Featured

Abstraction is your friend

Summary

  • When constructing a coding solution to an implememtation problem, or an algorithm/theory for a mathematical problem, we can get bogged down in detail and lose our way.
  • Abstraction helps us to move up a level and leave the detail behind.
  • Once we temporarily leave the detail behind, what we need to do becomes clearer.
  • Now we know what we have to do or implement, we can successfully put the detail back in because we have a clear ‘north star’ of what we need to implement.

Introduction

The computer scientist Edsger Dijkstra  once said,

The purpose of abstracting is not to be vague, but to create a new semantic level in which one can be absolutely precise.

This is one of my favourite computing-related quotes, not least because it comes from Dijkstra. Edsger Dijkstra was a prodigious and extremely impactful computer scientist. In 1972 he was awarded the ACM A.M. Turing prize, widely regarded as the “Nobel prize for computer science”. Dijkstra was also “the computer scientist’s computer scientist”, providing rigorous solutions to tough practical problems, such as finding the shortest path between any two nodes on a network.

I also like the Dijkstra quote because I can relate to it. Whenever I want clarity on a problem, I abstract. Abstraction allows me to identify and focus on the “what” by taking the details of the “how” out of the discussion (for the time being). Once I know “what” it is I need to do I can put the details of the “how” back in and it becomes a straightforward technical implementation task (with debugging of course).

Yes, I hear you say, but what do you actually mean by all this high-level philosophical talk? I’ll give you two example. Yes, they are concocted examples, but they help illustrate what I’m driving at. Once I’ve discussed the two examples, we can then distil a more general approach of, i) when to recognize that we need more abstraction, and ii) how to do it.

Example 1:

Imagine you have the following equation,

G + \Lambda g = \kappa T    Eq.1

In Eq.1 \Lambda and \kappa are constants. With just your high-school mathematics, you can see that Eq. 1 is just a linear equation. With just high-school maths you can confidently understand that as T increases then so does G.

I will now tell you that Eq.1 represents the field equations for Einstein’s theory of general relativity. With just high-schools maths you’ve been able to understand general relativity. G is the curvature tensor – it describes how spacetime is curved, g is called the metric tensor, and T is the stress-energy tensor. The simple high-level form of Eq.1 allows us to understand that energy, or equivalently mass (remember E = mc^{2}) affects how curved spacetime is. The more mass we have or the higher the energy density, then the more spacetime will be curved. And the curvature of spacetime affects the dynamics of anything moving in that spacetime. This simple high-level picture is so easy to grasp that the famous cosmologist John Archibald Wheeler could summarize Einstein’s theory in one short sentence, “Spacetime tells matter how to move; matter tells spacetime how to curve”.

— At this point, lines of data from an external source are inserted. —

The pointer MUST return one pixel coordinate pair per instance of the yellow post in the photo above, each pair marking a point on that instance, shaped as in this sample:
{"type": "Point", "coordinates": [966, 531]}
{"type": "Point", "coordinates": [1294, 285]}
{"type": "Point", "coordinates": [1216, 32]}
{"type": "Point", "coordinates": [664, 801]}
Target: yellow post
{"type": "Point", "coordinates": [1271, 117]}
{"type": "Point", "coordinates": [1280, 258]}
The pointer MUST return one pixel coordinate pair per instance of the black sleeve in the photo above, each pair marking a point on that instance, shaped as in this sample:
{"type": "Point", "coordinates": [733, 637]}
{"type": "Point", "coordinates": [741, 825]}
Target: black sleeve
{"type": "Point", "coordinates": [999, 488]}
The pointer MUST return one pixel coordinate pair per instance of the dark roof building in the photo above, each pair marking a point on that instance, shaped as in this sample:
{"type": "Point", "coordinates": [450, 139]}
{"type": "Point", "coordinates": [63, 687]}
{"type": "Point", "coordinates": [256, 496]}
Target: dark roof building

All of the physics concepts of Einstein’s theory are in that simple equation of Eq.1 and likewise in the simple sentence from Wheeler. At this abstract level, the “what”, i.e. the physics, is crystal clear. However, when we start getting into the technical detail we have to go deeper. To “implement” a calculation we have to start to get to grips with the “how” and learn about Christoffel symbols, Ricci tensors, covariant and contravariant tensors, and much more. It requires mathematical training.

The details are also a lot messier. In the way I have presented the example, we started with the abstraction and then introduced some of the detail. When we are actually doing research, it is usually the reverse. We start with some existing details and want to construct a simplifying, unifying theory, but we get lost in the details because of the deep technical nature of those details.

A similar thing can happen when we are coding a Data Science solution. When we are deep in the technical details we often fail to spot the high-level patterns and so we fail to spot the simple description. We end-up producing lots of corner-cases and edge-cases. Our code starts to become one big series of “if-else if” statements or a big “switch” statement. Our second example illustrates that in a Data Science context.

Example 2:

In our first example we established that we are comfortable with linear models. In statistics a linear model is of the form,

\mathbb{E}\left ( y \right ) \;=\; \underline{\beta}^{\top}\underline{x}  Eq.2

The left-hand side of Eq.2 is the mean of our target variable y and the right-hand side is what we call the “linear predictor” because it is a linear combination of the various predictive features and it predicts the average value of y given the feature vector \underline{x}.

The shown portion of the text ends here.